Experts’ Global: Can you tell us about your experience of job searching during the MBA? What tips will you give to the future candidates for this?
Nipun: Sure. My perspective is very clear. I think it is all about starting early with outreach. If you plan well beforehand, you should be in a good position for placement day. You can prepare yourself for interviews beforehand. In my case, I was lucky enough to get a good interview with Unacademy where they talked about my past experiences in education. I had multiple rounds of interviews and in each round, it was more about my experience than about the interviewers’ questions.
Experts’ Global: What were the main resources that you used during your preparation for the GMAT and what is the advice that you will give to the candidates?
Nipun: I think for the GMAT, the official material is a really important resource.

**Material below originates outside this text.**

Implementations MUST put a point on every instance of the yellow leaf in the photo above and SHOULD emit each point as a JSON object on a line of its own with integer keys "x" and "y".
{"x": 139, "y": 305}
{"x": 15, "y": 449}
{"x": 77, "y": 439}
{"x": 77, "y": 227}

Having said that, you can also opt for more comprehensive online GMAT prep programs and evaluate their quality through their practice questions and GMAT mocks.
Focus on the official material, after which you can take extra questions from online platforms, and then take four or five good mocks to see where you stand. Always try to book your GMAT slot two weeks before you estimate you would be done with your prep, to make sure you can take the test at an optimal time for you.
Experts’ Global: What are a few common mistakes that you believe GMAT applicants must avoid?
Nipun: I feel one mistake would be to hurry into the process. I just thought that I could take the GMAT very quickly, by studying and understanding the concepts very quickly.
Second, I feel there are certain aspects which you will not get in one go. It is very natural. Do not shy away from paying a little extra for some kind of GMAT and MBA admissions consulting. Take all the help that you can.
Thirdly, I think GMAT is a lot about the environment. When you go into that hall to give an exam, it is a very difficult atmosphere. Just practice in a way that simulates the final exam milieu.
These are a few mistakes that I feel you should keep in mind. Otherwise, the GMAT is not such a tough exam to crack. Honestly, even if your first GMAT attempt yields subpar results, you can improve easily over time and then take another attempt when you are ready to score more!
Experts’ Global: Is there anything you would like to share with us about your post-MBA journey, and how your pre-application process helped in your post-MBA growth?
Nipun: Sure! I feel that I was lucky to have Experts’ Global’s aid, because they knew the applications process well and they customized their own processes for me in terms of timelines. I think that helped me because once I got my targeted GMAT score, I was ready to apply right away!
The whole applications process needs to be known to you, and counsellors help you reach the point of understanding. Post-MBA as well, if things would have not been done on time at that point, then I would have lost the admission in that round.
Experts’ Global: Thank you so much for sharing your insights with future MBA applicants. Is there any final message that you would like to give to all of them?
Nipun: I would just say that the MBA is a really big step in one’s life because it is a post-graduation program that requires one to make an informed decision about where one’s career is going. Choose your schools well, because honestly, when you go to a particular school, you should always see what that school has expertise in and whether it matches your profile. Target the schools that fit your profile and which you feel would be best suited to your personal growth.
I just feel like everyone needs to have a mindset where they take their own time and do things in a way which is comfortable for them. If you want to do MBA early in life, go for it. If you feel like doing an MBA seven or eight years into your career, then go for an executive MBA. You can decide to take the MBA leap at any point in your life but just make sure that you do so in an informed manner.
Experts’ Global: Great! Thank you so much for giving us your time!
Nipun: My pleasure, and I hope my words prove useful!